In a world first, Paolo De Coppi at Great Ormond Street Hospital in London and his colleagues have shown that fetal cells from amniotic fluid can be coaxed into forming miniature balls of lung, kidney or small intestinal tissue. They also showed these lung organoids could potentially help guide the treatment of babies born with a sometimes-fatal lung condition called congenital diaphragmatic hernia (CDH).
The technique hasn’t yet been used to treat any children, but the results show that is possible in principle, says De Coppi. It could also be modified to help in various other congenital conditions in a strategy the researchers call “personalised prenatal medicine”.
The idea exploits a recent approach in which cells in a dish are coaxed to grow into tissue organoids, about the size of a lentil, which take up a three-dimensional structure. These then capture certain aspects of the tissue in question, including whether it is healthy or growing abnormally, better than the standard technique of growing cells in a two-dimensional layer.
The team has now shown that samples of amniotic fluid taken during pregnancy contain fetal cells capable of forming organoids of tissue from the lungs, kidneys and small intestine.
Studying organoids made from cells from a fetus known to have a congenital condition may be able to give doctors more information about exactly what form it will take, how severe it is and how it could be treated.
In the study, the team created organoids for 12 fetuses with CDH, where the abdominal organs push up into the chest and stop the left lung from growing properly. The condition can be treated while the fetus is in the uterus by pushing a balloon into the lung to expand it, helping it to develop better.

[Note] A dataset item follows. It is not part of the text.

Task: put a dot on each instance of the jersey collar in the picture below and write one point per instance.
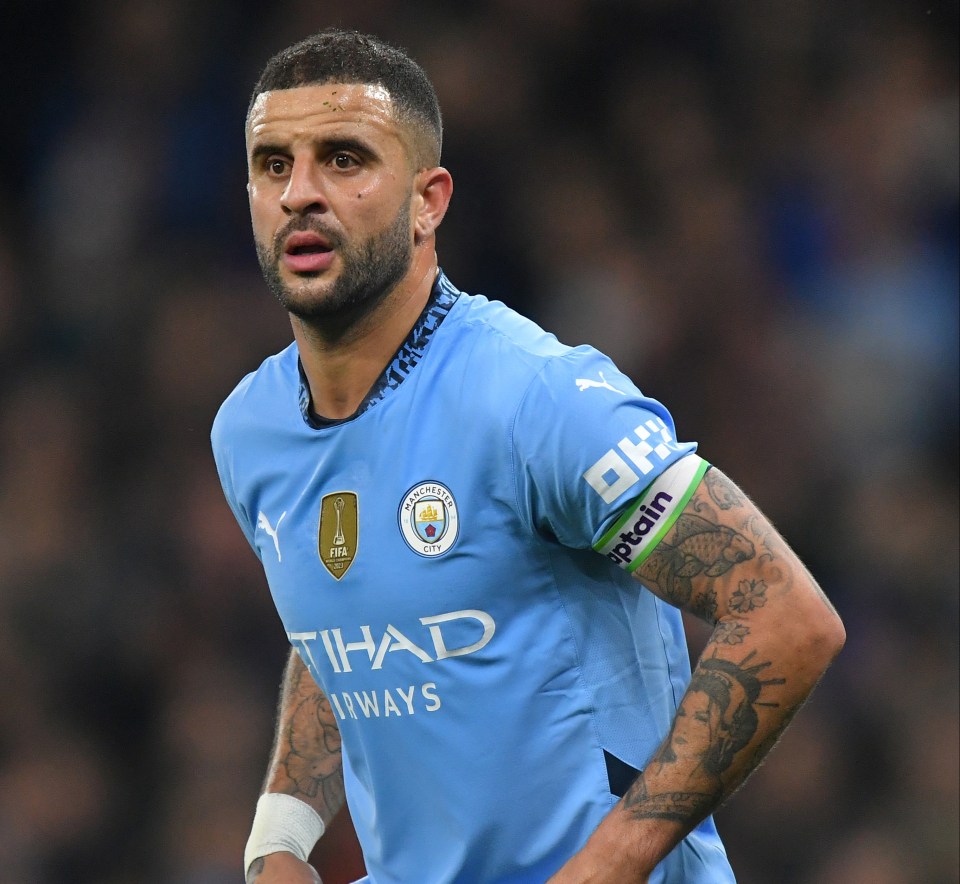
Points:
(442, 297)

The researchers created lung organoids from the fetuses both before and after the balloon treatment. They saw hints that the organoids created after the treatment were behaving more like healthy lung tissue than the ones made beforehand, suggesting that the treatment was successful.
The organoid technique could therefore be used to monitor if the treatment has worked, as well as gauging if it is needed in the first place, as doctors only carry out this intervention in the severest forms of the condition.
“This has a lot of potential for functional diagnoses,” says De Coppi. “We know how to make diagnoses based on imaging, but sometimes there’s a large spectrum of [condition severity] possible. We hope to offer a better prenatal diagnostic tool.”
“If you have the possibility to categorise a disease into mild, moderate or severe, that’s a great achievement,” says Cecilia Götherström at the Karolinska Institute in Stockholm, Sweden.
Holm Schneider at University Hospital Erlangen in Germany says the approach also suggests the possibility of one day turning organoids into mature tissues for implanting into babies after birth, for instance in conditions where part of the intestine is missing. “If you could engineer gut-like structures to be available after birth for these children, you would be in a much better position,” he says.